Cette convention produit, tant à l’égard des propriétaires et de leurs ayants droit que des tiers, les effets de l’approbation du projet de détail des tracés par le préfet, qu’elle intervienne en prévision de la déclaration d’utilité publique des travaux ou après cette déclaration, ou, en l’absence de déclaration d’utilité publique, par application de l’article 298 de la loi du 13 juillet 1925 susvisée."
Il apparaît donc clairement que les démarches actuelles de RTE visent à amener le plus de propriétaires possible à signer une convention du type de celle visée à l’article 1 du décret de 1967, afin d’éviter d’avoir à passer par la mise en place de la procédure administrative requise pour l’adoption de tracé de détail et des servitudes d’utilité publique afférentes.
Cette possibilité est en effet prévue par les textes et permet d’accélérer grandement la conduite du projet, mais également de négocier l’étendue et le contenu de la servitude.
Il est à noter que si une distinction existe entre propriétaires et exploitants sur la
question de l’indemnisation des servitudes, en revanche, la signature d’une convention instituant une servitude n’est qu’à l’appréciation du propriétaire.
Bien sûr par ailleurs, tous les ouvrages qui ne seraient pas couverts par la DUP, et le tracé de détail, suppose pour leur intervention une convention passée avec le propriétaire dans les conditions qui relève alors du code civil.
Sur l’indemnisation des servitudes :
La Convention signée par les Chambres d’Agriculture, les FDSEA et RTE, ne sont pas de celles visées à l’article 1 du décret de 1967.
Cette convention est en fait un accord cadre déterminant la nature des contraintes liées aux servitudes, et un barème d’indemnisation type, ainsi qu’un certain nombre de contrepartie susceptibles d’être offertes par RTE.
Il s’agit en fait d’un cadre de référence pour l’indemnisation des servitudes, cadre qui pourra être pris en compte (mais pas obligatoirement) dans les accords amiables concernant l’indemnisation des servitudes.
Concernant l’indemnisation des servitudes, les propriétaires, mais cette fois également les exploitants, ont là aussi le choix entre : passer un accord amiable avec RTE sur la nature des préjudices et le montant de leur indemnisation.
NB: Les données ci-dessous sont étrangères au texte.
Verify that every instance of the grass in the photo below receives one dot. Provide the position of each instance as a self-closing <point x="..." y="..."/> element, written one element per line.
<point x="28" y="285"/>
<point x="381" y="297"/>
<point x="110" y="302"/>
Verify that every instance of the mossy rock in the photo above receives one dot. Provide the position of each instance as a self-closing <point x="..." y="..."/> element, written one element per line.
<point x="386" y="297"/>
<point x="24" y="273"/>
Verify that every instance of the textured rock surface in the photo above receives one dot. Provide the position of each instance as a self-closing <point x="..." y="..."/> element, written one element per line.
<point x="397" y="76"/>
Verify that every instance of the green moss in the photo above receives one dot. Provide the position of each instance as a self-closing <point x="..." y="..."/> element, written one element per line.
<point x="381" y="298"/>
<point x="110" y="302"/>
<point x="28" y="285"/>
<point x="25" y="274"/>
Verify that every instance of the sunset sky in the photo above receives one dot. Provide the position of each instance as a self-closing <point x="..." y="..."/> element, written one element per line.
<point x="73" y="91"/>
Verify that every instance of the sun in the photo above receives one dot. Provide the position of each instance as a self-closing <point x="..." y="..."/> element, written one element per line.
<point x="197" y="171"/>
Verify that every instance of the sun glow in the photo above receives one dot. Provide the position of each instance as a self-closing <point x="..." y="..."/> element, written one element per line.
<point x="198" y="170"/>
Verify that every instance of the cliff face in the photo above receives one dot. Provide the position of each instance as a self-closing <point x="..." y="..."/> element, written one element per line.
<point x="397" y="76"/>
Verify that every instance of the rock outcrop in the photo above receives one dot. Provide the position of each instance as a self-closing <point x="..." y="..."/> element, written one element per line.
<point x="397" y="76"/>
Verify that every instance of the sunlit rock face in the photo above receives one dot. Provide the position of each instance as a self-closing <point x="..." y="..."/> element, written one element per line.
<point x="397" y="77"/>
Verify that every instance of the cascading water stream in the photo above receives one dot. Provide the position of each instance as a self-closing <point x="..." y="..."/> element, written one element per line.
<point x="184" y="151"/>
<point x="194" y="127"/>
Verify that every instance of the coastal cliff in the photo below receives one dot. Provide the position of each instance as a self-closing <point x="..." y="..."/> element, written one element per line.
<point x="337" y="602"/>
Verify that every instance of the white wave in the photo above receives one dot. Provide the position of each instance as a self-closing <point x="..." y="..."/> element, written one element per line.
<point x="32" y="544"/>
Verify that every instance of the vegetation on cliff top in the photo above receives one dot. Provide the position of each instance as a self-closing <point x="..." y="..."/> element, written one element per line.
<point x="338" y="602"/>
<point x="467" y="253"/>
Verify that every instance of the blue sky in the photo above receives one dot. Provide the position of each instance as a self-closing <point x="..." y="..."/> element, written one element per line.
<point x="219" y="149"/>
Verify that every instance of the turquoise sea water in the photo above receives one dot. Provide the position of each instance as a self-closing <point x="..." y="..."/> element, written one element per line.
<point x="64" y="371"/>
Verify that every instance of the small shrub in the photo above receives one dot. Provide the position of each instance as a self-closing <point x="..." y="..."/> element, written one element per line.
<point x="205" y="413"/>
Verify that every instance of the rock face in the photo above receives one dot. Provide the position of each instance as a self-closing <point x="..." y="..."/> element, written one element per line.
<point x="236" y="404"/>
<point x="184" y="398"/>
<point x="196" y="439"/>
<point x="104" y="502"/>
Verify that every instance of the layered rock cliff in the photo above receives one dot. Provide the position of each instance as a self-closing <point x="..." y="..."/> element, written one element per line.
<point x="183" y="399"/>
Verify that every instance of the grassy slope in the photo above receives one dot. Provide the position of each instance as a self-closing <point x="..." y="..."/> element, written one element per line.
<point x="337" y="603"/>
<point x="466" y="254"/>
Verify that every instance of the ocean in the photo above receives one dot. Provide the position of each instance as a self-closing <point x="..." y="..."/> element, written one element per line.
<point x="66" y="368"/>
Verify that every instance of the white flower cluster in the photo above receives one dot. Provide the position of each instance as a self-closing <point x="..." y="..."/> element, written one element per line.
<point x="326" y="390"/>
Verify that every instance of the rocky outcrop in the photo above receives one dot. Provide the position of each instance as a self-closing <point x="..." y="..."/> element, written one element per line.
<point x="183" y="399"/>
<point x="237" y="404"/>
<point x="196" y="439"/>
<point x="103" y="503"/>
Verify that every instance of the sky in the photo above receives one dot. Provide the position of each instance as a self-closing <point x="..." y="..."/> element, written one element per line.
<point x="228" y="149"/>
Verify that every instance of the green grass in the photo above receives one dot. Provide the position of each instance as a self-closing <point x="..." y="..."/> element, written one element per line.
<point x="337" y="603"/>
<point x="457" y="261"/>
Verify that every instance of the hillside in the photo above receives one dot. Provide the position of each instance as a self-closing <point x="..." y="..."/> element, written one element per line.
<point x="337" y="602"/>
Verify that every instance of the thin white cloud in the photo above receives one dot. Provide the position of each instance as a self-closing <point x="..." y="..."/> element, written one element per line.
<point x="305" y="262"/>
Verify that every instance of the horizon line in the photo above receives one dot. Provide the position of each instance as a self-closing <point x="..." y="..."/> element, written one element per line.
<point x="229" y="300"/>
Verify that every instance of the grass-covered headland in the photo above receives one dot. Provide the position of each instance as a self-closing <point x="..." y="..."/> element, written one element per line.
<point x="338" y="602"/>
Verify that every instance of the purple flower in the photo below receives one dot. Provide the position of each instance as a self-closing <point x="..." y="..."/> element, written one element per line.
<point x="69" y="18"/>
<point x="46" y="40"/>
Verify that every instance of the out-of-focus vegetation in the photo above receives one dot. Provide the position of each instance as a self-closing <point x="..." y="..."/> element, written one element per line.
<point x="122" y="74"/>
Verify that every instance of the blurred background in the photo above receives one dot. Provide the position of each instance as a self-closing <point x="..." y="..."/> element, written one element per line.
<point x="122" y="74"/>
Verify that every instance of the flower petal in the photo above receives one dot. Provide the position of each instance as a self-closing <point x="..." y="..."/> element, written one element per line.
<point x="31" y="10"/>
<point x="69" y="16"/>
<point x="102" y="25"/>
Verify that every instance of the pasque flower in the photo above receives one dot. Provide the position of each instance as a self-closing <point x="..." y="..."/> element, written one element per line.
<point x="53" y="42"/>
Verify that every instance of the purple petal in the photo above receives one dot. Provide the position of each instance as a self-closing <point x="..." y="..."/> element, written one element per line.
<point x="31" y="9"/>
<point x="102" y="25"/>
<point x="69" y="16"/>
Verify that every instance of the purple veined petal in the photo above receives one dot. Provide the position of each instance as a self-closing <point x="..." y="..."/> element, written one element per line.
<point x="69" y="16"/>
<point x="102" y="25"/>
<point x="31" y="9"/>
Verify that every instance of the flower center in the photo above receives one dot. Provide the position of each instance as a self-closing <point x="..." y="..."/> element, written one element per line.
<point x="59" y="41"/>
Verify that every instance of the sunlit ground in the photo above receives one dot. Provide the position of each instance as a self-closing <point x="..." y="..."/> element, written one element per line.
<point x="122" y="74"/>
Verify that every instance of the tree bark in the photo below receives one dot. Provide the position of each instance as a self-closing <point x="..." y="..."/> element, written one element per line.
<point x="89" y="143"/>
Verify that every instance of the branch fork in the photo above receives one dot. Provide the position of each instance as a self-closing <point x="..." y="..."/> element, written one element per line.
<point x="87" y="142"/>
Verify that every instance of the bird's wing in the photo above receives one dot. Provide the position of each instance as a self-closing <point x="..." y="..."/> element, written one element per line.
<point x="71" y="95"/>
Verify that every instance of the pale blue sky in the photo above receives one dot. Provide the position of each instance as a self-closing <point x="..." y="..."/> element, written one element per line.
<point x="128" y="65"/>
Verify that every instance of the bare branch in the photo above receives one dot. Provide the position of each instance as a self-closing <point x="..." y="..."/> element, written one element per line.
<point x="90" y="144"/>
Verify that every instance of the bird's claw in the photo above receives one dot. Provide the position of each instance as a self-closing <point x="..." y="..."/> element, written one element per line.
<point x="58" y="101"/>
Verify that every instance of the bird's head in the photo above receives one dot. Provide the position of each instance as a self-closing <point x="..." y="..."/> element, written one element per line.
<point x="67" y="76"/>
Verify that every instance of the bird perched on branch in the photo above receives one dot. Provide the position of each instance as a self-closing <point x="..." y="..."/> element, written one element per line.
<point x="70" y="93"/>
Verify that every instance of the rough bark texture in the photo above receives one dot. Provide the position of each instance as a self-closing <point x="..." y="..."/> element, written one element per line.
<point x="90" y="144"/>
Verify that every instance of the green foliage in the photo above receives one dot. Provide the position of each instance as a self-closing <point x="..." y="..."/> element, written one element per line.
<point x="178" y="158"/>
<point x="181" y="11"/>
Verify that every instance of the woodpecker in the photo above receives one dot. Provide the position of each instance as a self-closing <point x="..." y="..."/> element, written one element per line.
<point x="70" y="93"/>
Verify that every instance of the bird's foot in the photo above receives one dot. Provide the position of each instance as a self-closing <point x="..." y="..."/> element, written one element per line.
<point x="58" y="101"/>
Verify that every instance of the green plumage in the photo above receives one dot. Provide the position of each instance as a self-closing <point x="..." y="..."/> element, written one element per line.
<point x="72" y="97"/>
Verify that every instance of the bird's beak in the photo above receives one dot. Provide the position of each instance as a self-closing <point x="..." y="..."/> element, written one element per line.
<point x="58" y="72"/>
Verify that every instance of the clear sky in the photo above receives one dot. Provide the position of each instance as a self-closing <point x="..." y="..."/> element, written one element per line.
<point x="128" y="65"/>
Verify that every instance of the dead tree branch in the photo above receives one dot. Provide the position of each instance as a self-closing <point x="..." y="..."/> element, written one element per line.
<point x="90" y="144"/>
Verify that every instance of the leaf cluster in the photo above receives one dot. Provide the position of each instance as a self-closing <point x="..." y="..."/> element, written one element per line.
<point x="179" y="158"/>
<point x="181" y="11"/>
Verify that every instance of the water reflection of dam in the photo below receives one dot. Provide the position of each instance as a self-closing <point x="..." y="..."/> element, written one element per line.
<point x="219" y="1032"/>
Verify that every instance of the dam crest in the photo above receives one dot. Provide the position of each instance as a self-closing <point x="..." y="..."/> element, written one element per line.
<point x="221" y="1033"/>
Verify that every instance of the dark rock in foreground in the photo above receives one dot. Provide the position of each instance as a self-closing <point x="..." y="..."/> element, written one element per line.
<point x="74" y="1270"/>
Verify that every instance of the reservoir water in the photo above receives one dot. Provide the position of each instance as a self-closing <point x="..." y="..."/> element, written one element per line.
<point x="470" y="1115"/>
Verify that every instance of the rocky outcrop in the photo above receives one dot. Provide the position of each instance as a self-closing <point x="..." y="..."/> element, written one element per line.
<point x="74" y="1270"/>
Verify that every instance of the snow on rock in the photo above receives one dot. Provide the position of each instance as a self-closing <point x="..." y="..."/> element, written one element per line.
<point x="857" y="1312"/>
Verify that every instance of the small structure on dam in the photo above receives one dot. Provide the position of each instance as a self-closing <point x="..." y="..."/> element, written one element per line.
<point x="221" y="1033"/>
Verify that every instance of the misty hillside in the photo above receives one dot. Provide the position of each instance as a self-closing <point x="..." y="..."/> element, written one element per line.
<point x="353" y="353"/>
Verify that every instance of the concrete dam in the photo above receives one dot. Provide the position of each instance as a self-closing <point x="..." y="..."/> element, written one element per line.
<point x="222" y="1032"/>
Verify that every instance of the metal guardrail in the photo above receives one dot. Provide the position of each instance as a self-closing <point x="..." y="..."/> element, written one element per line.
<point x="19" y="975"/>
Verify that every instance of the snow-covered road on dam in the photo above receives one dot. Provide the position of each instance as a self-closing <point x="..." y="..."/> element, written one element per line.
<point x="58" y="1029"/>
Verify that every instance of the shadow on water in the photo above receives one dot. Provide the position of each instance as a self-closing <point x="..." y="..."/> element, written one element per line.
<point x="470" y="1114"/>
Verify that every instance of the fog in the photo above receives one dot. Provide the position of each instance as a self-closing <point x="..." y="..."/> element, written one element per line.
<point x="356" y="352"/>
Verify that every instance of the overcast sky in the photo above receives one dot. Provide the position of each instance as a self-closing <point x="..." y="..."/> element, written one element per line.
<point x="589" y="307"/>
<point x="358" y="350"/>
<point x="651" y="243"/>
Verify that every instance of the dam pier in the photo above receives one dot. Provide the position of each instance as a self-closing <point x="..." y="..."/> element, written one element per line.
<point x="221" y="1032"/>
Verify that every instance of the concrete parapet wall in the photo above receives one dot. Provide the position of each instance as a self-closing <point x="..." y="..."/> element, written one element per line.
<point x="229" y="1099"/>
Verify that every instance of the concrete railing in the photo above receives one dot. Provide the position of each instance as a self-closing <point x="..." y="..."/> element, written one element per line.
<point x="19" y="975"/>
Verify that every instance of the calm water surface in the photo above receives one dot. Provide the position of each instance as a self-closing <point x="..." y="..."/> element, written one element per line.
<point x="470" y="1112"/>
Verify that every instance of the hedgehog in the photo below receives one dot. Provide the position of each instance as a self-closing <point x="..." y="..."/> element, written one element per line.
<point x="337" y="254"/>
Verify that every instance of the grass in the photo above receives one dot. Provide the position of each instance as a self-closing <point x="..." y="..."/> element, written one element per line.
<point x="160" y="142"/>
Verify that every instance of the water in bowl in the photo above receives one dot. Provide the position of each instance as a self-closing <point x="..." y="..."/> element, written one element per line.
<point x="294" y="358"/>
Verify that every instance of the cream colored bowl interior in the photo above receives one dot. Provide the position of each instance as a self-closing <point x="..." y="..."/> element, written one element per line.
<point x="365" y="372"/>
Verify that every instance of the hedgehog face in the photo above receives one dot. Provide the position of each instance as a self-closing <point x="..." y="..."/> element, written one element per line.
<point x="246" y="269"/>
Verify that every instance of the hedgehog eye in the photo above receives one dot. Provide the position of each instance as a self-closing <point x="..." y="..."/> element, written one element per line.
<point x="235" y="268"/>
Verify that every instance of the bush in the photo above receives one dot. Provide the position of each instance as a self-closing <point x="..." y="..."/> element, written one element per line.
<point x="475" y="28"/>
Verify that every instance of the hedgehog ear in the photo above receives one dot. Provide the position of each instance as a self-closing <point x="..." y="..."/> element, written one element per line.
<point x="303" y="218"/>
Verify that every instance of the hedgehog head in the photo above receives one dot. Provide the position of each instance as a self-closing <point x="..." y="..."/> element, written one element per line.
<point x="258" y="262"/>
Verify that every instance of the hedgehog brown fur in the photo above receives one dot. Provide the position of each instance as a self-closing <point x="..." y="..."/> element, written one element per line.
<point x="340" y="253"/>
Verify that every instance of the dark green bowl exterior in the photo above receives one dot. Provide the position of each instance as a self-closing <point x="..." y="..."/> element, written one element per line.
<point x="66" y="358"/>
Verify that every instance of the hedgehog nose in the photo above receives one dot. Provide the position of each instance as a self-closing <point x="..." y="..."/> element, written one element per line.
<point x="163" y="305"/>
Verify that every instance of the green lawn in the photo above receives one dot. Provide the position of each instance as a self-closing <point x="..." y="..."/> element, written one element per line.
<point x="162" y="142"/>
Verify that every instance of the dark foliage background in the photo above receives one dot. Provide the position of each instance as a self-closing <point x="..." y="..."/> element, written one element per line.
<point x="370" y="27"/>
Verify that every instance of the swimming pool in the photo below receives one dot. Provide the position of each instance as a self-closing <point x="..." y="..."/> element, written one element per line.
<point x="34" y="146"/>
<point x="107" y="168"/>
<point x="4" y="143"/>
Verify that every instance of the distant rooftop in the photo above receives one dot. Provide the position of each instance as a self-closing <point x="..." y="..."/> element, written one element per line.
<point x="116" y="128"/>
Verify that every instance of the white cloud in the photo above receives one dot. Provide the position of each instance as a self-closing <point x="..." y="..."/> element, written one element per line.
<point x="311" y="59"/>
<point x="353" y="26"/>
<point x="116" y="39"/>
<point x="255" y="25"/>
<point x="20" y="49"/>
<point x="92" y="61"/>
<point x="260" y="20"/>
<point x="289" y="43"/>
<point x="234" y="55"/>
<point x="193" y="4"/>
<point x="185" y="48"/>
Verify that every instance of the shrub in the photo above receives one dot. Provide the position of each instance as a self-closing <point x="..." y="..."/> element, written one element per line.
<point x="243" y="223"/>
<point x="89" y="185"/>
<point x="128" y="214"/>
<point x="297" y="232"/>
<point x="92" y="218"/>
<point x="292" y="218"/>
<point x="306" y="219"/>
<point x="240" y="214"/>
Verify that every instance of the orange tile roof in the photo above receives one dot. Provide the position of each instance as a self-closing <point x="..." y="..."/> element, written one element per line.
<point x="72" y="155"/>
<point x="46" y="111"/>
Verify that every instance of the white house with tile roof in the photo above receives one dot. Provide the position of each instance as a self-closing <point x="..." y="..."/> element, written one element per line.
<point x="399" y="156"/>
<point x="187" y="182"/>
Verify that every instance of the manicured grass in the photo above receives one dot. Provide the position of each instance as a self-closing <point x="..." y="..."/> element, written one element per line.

Soit, aller devant le juge de l’expropriation afin le cas échéant d’obtenir une
indemnisation plus adaptée, mais peut être aussi de ralentir et contrarier le projet de RTE.
L’article 12 dernier alinéa de la loi de 1906 prévoit en effet que " Lorsque l’institution des servitudes prévues au présent article entraîne un préjudice direct, matériel et certain, elle ouvre droit à une indemnité au profit des propriétaires, des titulaires de droits réels ou de leurs ayants droit. Le paiement des indemnités est à la charge de l’exploitant de la ligne électrique. A défaut d’accord amiable, l’indemnité est fixée par le juge de l’expropriation et est évaluée dans les conditions prévues par l’article L. 13-15 du code de l’expropriation pour cause d’utilité publique."
Le préjudice du propriétaire sera ici, la perte de valeur du foncier, en raison de
l’existence des servitudes. Concernant des terres agricoles, ce préjudice ne concerne généralement pas des montants très élevés.
Pour l’exploitant, il s’agira en revanche d’un préjudice d’exploitation lié à l’impact des servitude sur les conditions d’exploitations. Suivant les cas, ces préjudices peuvent être relativement élevés.
S’agissant de préjudices distincts, le fait qu’un propriétaire passe un accord amiable, ne remet pas en cause le droit de l’exploitant de rechercher une meilleure indemnisation devant le juge de l’expropriation.